Open Source Software Development
29 November 2005
This
chapter explains
Open
source is a development approach in which the source code of the software is
entirely free to access. The term “open source” is used to refer to both the
product and the development approach. Any individual is able to view the code,
modify it or duplicate it. Access to the source code facilitates the
distributed and cooperative approach to software development that is
fundamental to an open source style of development.
Some
examples of larger open source products are: Mozilla web browser; Apache web
server; GNU/Linux and GNU/HURD operating systems; MySQL database software; Perl
programming language; MyOffice and OpenOffice office suites. This range of
products illustrates that open source software development can produce a
diverse range of products.
Open
source development is recognition of the hacker’s attitude to building
software. Sometimes the term hacker has been associated with negative aspects
of computing. However, hackers are now recognised as a community of highly
skilled programmers, who relish the act of writing code and participate for
enjoyment or to enhance their programming reputation. It is fundamental to the
hacker ethic that information and knowledge should be freely shared without
restriction because this stimulates collaborative thinking, leading to superior
ideas.
The
same principle is applied in open source development. Rather than the code
being confined to a small core of developers (or even just one person), as in
proprietary methods, a wider audience facilitates a greater influx of ideas and
a greater degree of innovation. It is believed that because the source code is examined
by a larger audience than proprietary software, any imperfections stand a
greater chance of being identified and consequently rectified. The sharing of
code therefore leads to more reliable code.
However,
openness and the concept of code sharing do not mean that open source products
are free to buy. There are other important issues of principles, which we now
discuss.
Self Test Question
What is
the primary goal of open source development?
Answer
Reliable
software
End
Whilst
there is a shared belief in collaboration and openness within the development
community, a schism does exist in terms of the motivation and underlying
philosophy of open source. The main split is between the Free Software Foundation and the
Open Source Initiative.
The Free Software Foundation (FSF) was founded in 1985.
The
philosophy of the FSF is that
individual freedom should never be compromised and that all individual action
should also benefit the wider community. Therefore, whilst individual
programmers are encouraged and admired, they are also expected to feed their
findings and their skills back into the community of programmers to which they
ultimately belong. This is done through the sharing of code and the
distribution of good programming practice.
The
principle of freedom is reflected in the use of the term copyleft in
order to distinguish it from the usual term copyright. In order to distribute its
products, the free software community has devised its own license agreement,
the General Public License (GPL). The GPL (which runs to about 5
pages of text) provides users with certain fundamental freedoms:
There are
two other important ingredients:
Thus
the GPL actually makes it illegal for anyone to make GPL code proprietary or
“closed”. It also disallows building any GPL covered software into proprietary software.

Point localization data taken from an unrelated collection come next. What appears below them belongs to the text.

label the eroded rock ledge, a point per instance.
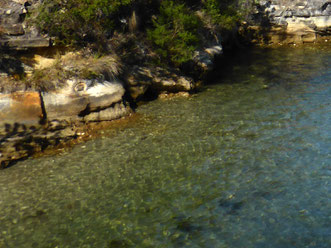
(277, 22)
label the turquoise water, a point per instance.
(244, 163)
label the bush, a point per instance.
(78, 22)
(175, 33)
(223, 13)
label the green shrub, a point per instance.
(223, 13)
(77, 22)
(175, 33)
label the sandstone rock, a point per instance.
(157, 79)
(20, 107)
(80, 98)
(302, 21)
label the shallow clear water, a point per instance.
(244, 163)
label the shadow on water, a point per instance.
(232, 166)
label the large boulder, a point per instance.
(141, 79)
(81, 99)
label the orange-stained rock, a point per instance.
(20, 107)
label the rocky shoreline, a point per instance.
(34, 119)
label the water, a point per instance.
(244, 163)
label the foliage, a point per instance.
(175, 32)
(77, 22)
(222, 13)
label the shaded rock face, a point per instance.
(299, 21)
(33, 121)
(157, 80)
(14, 31)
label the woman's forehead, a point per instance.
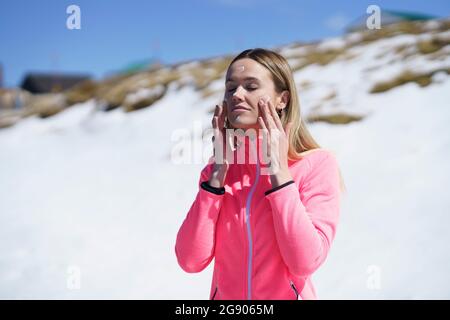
(245, 69)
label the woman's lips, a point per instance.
(239, 109)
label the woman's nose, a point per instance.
(238, 94)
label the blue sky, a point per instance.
(34, 37)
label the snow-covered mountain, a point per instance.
(91, 201)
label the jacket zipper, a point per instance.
(249, 233)
(294, 288)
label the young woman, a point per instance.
(268, 224)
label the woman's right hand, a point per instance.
(220, 142)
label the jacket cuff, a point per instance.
(205, 186)
(278, 187)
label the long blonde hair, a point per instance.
(300, 139)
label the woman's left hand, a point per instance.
(278, 138)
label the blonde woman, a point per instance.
(269, 223)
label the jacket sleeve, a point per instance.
(195, 241)
(305, 220)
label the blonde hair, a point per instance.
(300, 140)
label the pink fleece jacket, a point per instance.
(267, 242)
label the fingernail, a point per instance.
(265, 98)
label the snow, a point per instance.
(97, 193)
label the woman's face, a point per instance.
(246, 83)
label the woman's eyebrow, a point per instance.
(246, 79)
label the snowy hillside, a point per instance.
(97, 197)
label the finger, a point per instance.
(287, 130)
(270, 120)
(264, 114)
(275, 116)
(266, 140)
(223, 113)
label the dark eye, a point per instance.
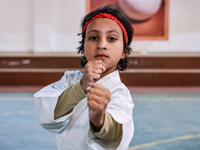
(112, 39)
(93, 38)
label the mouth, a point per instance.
(101, 56)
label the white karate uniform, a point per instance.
(73, 130)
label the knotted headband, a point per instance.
(107, 15)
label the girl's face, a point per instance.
(104, 41)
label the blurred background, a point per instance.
(38, 43)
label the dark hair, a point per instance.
(113, 10)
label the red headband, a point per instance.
(106, 15)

Essentially, this means that GPL software always remains GPL software and
therefore always remain free
The FSF is absolutely resolute in not
allowing any proprietary software to be incorporated into their software. All
their products are covered under the GPL and they are largely unaffiliated with
commercial software development companies.
Free
software organizations often offer their program code for free, most commonly as
a download from their website. However, remembering that is “free as in free
speech, not as in free beer”, some organizations sell free software as a
complete package, shrink wrapped, sometimes including user manuals and
additional support services.
The Open Source Movement, which later
became the Open Source Initiative (OSI) is spearheaded by Eric S. Raymond.

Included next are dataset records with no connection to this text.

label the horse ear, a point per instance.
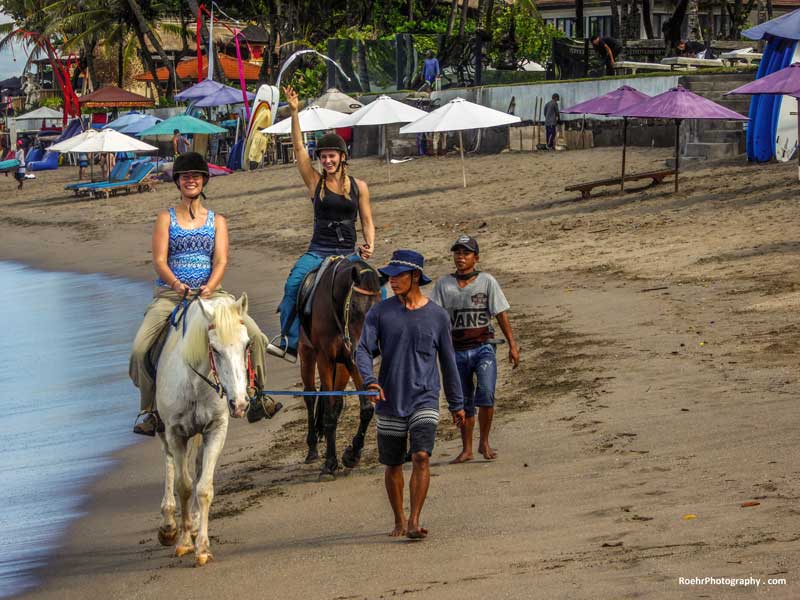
(242, 304)
(207, 309)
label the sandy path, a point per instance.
(632, 408)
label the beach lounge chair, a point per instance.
(685, 61)
(49, 162)
(118, 173)
(742, 55)
(9, 165)
(139, 181)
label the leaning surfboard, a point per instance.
(255, 142)
(786, 130)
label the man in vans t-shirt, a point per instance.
(472, 299)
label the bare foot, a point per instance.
(399, 529)
(463, 457)
(487, 452)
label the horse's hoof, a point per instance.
(167, 536)
(350, 459)
(201, 559)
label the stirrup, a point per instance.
(281, 350)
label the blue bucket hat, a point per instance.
(403, 261)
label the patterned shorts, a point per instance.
(394, 433)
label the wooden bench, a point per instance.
(633, 66)
(746, 55)
(586, 188)
(685, 61)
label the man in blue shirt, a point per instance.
(408, 332)
(430, 68)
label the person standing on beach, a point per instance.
(338, 199)
(610, 51)
(190, 255)
(409, 333)
(20, 156)
(552, 118)
(472, 298)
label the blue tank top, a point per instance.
(191, 251)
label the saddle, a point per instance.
(305, 296)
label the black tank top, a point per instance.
(335, 221)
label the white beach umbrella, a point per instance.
(69, 143)
(312, 118)
(109, 140)
(458, 115)
(383, 111)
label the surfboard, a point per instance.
(263, 111)
(763, 138)
(786, 122)
(755, 102)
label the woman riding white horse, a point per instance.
(338, 199)
(190, 252)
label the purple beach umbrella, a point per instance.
(784, 82)
(620, 99)
(679, 104)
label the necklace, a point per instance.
(465, 276)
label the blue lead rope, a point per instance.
(325, 393)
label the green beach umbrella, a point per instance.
(185, 124)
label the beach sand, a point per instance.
(657, 391)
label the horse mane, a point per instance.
(227, 319)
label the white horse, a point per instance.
(211, 342)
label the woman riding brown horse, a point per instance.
(345, 291)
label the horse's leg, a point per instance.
(352, 454)
(213, 441)
(183, 481)
(199, 449)
(308, 364)
(333, 407)
(168, 531)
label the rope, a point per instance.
(320, 393)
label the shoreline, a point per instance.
(658, 380)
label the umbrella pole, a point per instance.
(461, 147)
(677, 151)
(624, 148)
(386, 150)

Their emphasis is on the benefits of open source as a development approach,
rather than any moral benefits that can accrue. It is a purely pragmatic
approach. They stress that open source development can produce higher quality
software than other approaches.
The OSI are more willing to collaborate with larger software companies, sometimes including developers of proprietary products. They wish to appeal to the business sector because this enables greater distribution of their product. However, unlike the FSF, their approach is motivated primarily because of the quality, rather than because of the freeness of the software. Forming contracts with larger companies is one way of exposing OSI products to a larger potential market. However, it also means that the product must compete with other commercial package products.
Some
open source development projects have devised their own open source licenses,
which differ in varying degrees from the GPL. However, the majority of founding
open source projects still deploy the GPL.
Self Test Question
Can you
write and sell software with a GPL license?
Answer
yes
End
Self Test Question
Can you
obtain software that has a GPL license and then sell it?
Answer
yes
End
Despite
the schism within open source in terms of ethics and philosophy, the
development practices principally remain the same between the two movements.

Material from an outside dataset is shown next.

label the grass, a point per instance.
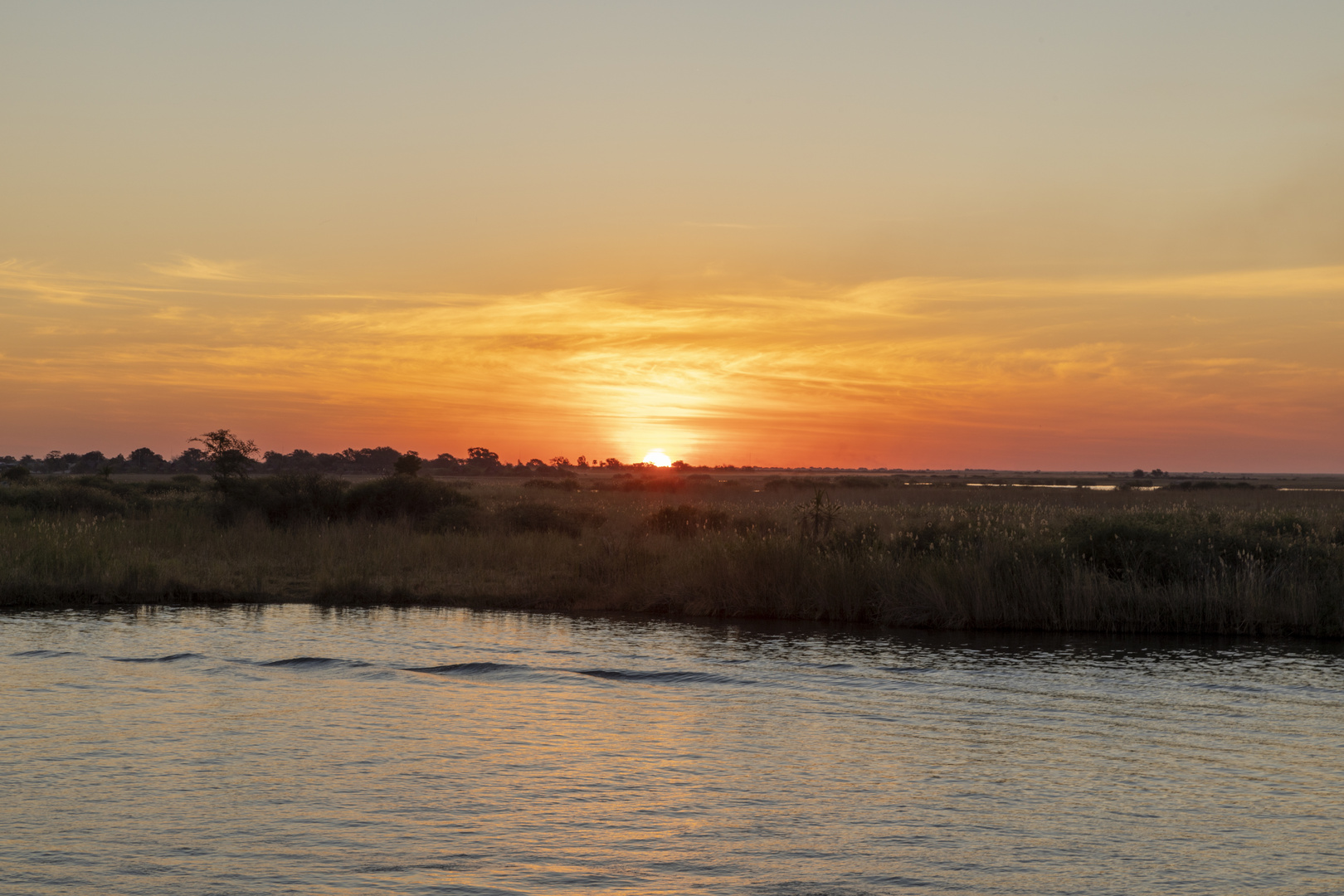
(1175, 561)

Open source development tends
to use the following techniques:
Managing an open source project is potentially complex, and we look at this topic in the next section.
Throughout development, the internet facilitates communication between developers and also the distribution of source code, via the Web, File Transfer Sites and email.
There is usually no formal mechanism for gathering initial user requirements for an open source development. The process often consists of a software requirement that is instigated by a sole developer, with requests for collaboration, targeting the hacker community. The head developer specifies most requirements. Additional user requirements are either implemented by individual developers themselves via personal modification of the source code, or through a communal process known as “code forking”. Code forking occurs when the developer base has alternative requirements or conflicting ideas on how to implement a requirement. The code is seen to “fork” because it is split and each copy of the code is developed in parallel. After this split occurs, the code is irreconcilable and therefore two different products exist, both growing from the same base code. Each fork competes for developer attention, so that the most popular or the most reliable version survives. In theory, the “fittest” code should survive.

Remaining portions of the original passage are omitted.